TAS resistance to MNase digestion includes non-histone components.Average occupancy (top panels) and heatmaps (bottom panels) relative to TAS for (A) Average H3 signal obtained from H3 MNase-ChIP-seq for T. brucei (GSM2586510); (B) R-loops obtained from DRIP-seq (ERR2814820); (C) Rpb9 ChIP-seq (SRR5466331) and (D) MNase-seq (GSM2407366). The regions represented into every heatmap keep the sorting following the distribution of the R-loop signal from higher (Red) to lower (Blue) density.
These analysis show that the MNase protection detected at the TAS of early digested samples contain R-loops and might involve R-loop interacting proteins.
The TASs of single and multi-copy genes are differentially protected by nucleosomes
It was previously described that the genomes of trypanosomatids are compartmentalized into core regions holding mainly single-copy genes and species-specific disruptive regions that encode multigene families [27]. Particularly in T. cruzi, these two subsets of genes differ not only in their genomic distribution, but they also present different chromatin organization and gene expression levels. On one hand, single-copy genes display a more open chromatin, higher levels of gene expression and faster transcription rates compared to multi-copy genes [57–59]. To unveil if there was any difference at their TASs, we analyzed their average chromatin organization and we observed that the TASs are differentially protected from MNase digestion. Remarkably, single-copy genes harbor more accessible TASs with a mild NDR, while multi-copy genes show TASs fully occupied by nucleosomes (Fig 5A and S6A Fig, left panel). These chromatin arrangements are consistent with the higher levels of gene expression observed for single-copy genes compared to multi-copy genes (S6A Fig, right panel). This observation suggests that, despite transcription being mainly regulated post-transcriptionally in trypanosomes, chromatin organization might represent another layer of modulation to guarantee the appropriate maturation of the transcripts.
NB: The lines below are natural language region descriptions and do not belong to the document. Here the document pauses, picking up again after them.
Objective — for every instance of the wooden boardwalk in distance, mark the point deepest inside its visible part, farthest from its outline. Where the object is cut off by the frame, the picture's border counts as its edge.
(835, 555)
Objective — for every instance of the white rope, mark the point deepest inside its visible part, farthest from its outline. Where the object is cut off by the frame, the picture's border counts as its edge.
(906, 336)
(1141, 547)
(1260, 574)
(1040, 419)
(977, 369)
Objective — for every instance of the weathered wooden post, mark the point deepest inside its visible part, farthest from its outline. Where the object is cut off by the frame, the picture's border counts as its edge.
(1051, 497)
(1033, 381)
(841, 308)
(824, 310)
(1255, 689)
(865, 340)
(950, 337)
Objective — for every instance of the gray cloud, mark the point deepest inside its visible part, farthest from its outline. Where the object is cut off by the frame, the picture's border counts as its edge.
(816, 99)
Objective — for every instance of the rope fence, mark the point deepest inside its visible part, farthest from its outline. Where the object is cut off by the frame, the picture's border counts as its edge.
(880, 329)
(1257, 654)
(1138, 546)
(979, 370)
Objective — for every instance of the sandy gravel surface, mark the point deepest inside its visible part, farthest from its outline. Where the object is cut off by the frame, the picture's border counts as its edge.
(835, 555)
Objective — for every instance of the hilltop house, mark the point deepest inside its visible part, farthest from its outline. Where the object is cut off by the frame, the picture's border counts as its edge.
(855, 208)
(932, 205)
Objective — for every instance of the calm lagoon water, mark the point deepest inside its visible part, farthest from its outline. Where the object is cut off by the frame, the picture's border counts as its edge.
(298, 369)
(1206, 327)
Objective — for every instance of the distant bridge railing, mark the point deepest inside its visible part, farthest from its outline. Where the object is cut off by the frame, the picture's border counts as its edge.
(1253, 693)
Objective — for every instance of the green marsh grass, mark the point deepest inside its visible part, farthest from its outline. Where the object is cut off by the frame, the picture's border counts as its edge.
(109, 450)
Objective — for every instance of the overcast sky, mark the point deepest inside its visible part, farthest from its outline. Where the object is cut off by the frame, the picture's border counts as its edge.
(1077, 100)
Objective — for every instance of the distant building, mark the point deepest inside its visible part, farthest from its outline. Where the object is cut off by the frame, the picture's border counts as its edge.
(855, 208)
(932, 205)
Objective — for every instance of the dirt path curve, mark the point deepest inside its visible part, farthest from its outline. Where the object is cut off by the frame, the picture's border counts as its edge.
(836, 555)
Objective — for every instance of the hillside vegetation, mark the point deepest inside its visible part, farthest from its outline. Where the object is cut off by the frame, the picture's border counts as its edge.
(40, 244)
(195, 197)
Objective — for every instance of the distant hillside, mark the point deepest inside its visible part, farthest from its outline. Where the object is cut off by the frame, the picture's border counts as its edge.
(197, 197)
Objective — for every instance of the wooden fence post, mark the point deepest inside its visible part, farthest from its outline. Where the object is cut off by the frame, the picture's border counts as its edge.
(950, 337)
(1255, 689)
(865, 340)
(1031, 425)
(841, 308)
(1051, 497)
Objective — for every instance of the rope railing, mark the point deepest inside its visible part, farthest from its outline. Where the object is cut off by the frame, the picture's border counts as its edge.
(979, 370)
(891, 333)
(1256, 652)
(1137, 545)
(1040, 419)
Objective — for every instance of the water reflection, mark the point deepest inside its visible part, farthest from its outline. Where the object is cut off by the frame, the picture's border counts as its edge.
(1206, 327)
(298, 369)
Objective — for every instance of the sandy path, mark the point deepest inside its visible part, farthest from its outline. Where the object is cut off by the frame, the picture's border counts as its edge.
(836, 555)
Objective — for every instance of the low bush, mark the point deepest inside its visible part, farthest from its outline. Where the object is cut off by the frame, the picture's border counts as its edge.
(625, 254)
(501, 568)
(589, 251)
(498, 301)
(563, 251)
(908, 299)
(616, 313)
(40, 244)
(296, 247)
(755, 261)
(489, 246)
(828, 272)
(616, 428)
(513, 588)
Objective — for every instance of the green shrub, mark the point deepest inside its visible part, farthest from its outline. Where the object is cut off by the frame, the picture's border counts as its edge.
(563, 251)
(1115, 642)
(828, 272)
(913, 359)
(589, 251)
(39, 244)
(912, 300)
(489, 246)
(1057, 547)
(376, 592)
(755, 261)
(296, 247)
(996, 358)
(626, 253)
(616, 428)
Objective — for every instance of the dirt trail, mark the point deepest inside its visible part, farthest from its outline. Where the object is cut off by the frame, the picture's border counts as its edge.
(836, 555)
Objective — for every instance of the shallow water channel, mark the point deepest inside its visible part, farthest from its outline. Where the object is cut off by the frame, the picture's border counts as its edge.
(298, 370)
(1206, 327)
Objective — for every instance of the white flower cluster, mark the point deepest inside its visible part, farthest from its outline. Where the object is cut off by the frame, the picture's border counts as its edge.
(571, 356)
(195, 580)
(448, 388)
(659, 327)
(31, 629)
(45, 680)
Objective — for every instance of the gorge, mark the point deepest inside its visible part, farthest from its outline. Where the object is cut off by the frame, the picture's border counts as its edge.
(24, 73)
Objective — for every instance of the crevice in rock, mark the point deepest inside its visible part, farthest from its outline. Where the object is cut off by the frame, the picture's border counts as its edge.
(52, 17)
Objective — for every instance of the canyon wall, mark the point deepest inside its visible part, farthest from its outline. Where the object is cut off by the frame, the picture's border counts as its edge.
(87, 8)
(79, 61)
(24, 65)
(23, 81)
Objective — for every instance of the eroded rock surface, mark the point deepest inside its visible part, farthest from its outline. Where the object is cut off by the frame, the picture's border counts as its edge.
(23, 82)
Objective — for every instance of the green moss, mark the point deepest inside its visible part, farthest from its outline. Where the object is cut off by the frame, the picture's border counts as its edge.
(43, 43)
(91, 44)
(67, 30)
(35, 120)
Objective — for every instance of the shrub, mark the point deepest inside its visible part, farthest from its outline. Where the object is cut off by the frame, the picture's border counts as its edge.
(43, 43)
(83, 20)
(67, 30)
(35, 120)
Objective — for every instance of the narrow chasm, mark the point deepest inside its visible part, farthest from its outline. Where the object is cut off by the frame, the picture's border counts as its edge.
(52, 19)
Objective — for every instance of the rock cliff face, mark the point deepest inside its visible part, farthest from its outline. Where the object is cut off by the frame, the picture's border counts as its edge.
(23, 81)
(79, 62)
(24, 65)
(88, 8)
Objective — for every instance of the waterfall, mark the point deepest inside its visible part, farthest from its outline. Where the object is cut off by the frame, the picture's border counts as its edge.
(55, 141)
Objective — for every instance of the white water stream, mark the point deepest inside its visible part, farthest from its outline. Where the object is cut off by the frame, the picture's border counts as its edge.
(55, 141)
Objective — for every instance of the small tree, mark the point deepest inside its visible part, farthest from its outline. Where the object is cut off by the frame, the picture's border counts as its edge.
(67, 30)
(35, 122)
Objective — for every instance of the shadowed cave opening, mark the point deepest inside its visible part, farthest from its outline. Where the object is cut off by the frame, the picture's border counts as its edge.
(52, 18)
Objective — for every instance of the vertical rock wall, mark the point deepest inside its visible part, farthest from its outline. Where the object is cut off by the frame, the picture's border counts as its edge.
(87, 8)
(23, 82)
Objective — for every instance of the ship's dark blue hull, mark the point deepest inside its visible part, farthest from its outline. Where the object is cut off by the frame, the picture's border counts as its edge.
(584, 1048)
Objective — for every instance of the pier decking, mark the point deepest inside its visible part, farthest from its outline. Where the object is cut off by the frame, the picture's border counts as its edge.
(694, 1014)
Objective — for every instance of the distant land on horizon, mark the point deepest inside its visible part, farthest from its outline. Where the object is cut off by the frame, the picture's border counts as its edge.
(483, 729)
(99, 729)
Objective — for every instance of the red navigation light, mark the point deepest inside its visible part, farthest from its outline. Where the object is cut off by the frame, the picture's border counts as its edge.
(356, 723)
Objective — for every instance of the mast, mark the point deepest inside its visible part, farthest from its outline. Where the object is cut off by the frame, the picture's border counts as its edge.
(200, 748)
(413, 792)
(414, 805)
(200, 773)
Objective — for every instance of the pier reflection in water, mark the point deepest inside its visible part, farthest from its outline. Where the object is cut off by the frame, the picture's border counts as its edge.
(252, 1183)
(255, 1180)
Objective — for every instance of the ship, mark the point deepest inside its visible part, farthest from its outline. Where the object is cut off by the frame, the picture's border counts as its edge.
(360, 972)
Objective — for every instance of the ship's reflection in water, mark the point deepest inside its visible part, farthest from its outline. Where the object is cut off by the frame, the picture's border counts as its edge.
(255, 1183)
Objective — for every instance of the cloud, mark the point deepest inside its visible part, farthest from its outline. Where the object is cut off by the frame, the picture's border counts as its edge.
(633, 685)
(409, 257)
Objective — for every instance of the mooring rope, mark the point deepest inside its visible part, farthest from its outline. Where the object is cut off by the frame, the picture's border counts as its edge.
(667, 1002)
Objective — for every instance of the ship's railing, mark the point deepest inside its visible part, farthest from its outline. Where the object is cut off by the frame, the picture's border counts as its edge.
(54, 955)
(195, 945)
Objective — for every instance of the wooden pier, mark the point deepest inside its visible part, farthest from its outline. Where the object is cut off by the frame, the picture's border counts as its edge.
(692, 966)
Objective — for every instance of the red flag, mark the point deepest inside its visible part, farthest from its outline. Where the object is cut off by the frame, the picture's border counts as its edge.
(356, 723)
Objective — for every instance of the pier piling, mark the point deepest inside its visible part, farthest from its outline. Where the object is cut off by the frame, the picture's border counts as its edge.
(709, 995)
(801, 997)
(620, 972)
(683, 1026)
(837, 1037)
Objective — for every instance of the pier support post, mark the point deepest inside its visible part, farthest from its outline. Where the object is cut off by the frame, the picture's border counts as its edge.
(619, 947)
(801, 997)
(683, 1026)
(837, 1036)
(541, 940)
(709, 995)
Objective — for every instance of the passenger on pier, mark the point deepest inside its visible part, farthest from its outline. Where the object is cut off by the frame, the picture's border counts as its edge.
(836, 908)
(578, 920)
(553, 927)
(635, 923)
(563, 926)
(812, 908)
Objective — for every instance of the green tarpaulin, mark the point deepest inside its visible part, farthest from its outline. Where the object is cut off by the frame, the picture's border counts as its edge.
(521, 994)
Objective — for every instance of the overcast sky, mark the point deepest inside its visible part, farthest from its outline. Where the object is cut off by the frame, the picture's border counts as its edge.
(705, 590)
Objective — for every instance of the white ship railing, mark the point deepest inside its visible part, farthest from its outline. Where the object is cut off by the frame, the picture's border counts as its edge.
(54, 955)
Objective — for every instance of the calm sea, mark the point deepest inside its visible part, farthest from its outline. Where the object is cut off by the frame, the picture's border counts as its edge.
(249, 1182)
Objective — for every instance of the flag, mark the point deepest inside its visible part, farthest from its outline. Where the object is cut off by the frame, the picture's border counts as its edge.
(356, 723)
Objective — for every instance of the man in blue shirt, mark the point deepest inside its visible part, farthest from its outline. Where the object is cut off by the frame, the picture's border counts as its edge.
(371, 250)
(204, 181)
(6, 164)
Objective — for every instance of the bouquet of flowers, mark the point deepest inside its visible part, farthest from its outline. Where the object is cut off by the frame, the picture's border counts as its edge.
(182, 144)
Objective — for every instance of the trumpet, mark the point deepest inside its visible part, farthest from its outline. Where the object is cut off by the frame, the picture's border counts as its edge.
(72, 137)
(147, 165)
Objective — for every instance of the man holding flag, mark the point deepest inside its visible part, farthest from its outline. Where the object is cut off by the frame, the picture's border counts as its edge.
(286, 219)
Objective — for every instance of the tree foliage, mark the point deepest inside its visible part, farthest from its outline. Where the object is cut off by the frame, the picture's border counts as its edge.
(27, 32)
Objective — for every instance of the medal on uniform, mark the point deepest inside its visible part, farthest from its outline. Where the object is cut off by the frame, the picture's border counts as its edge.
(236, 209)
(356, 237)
To strengthen the functional link between NDR depth and gene maturation, we represented the average chromatin organization relative to the TASs for subsets of genes according to RNA-seq levels (S6B Fig). We observe that the more express the gene the deeper the NDR observed at the TASs. Additionally, by representing FAIRE-seq signals relative to the TAS for these two subsets of genes, we corroborated that the TASs of single-copy genes display a more open chromatin than multi-copy genes (Fig 5B).
Chromatin organization at TASs in single and multi-copy gene families.(A) Average histone H3 occupancy (top panel) and heatmaps (bottom panels) in a 1 kb window relative to the TAS for single (green) and multi-copy genes (blue) using T. cruzi histone H3 IP (SRR14691958). Red: High histone H3 density; blue: low histone H3 density. (B) Average FAIRE-seq signals were represented relative to the TAS in a 1 kb window for single (green) and multi-copy genes (blue) of T. cruzi using public data (SRR15902298) (left) and (SRR15902297) (right), respectively. (C) Average dinucleotide frequency for AA/TT/AT/TA (purple), CG/CC/GC/CG (orange) and other possible combinations (light blue) in a 100 bp window relative to the TAS for single and multi-copy genes.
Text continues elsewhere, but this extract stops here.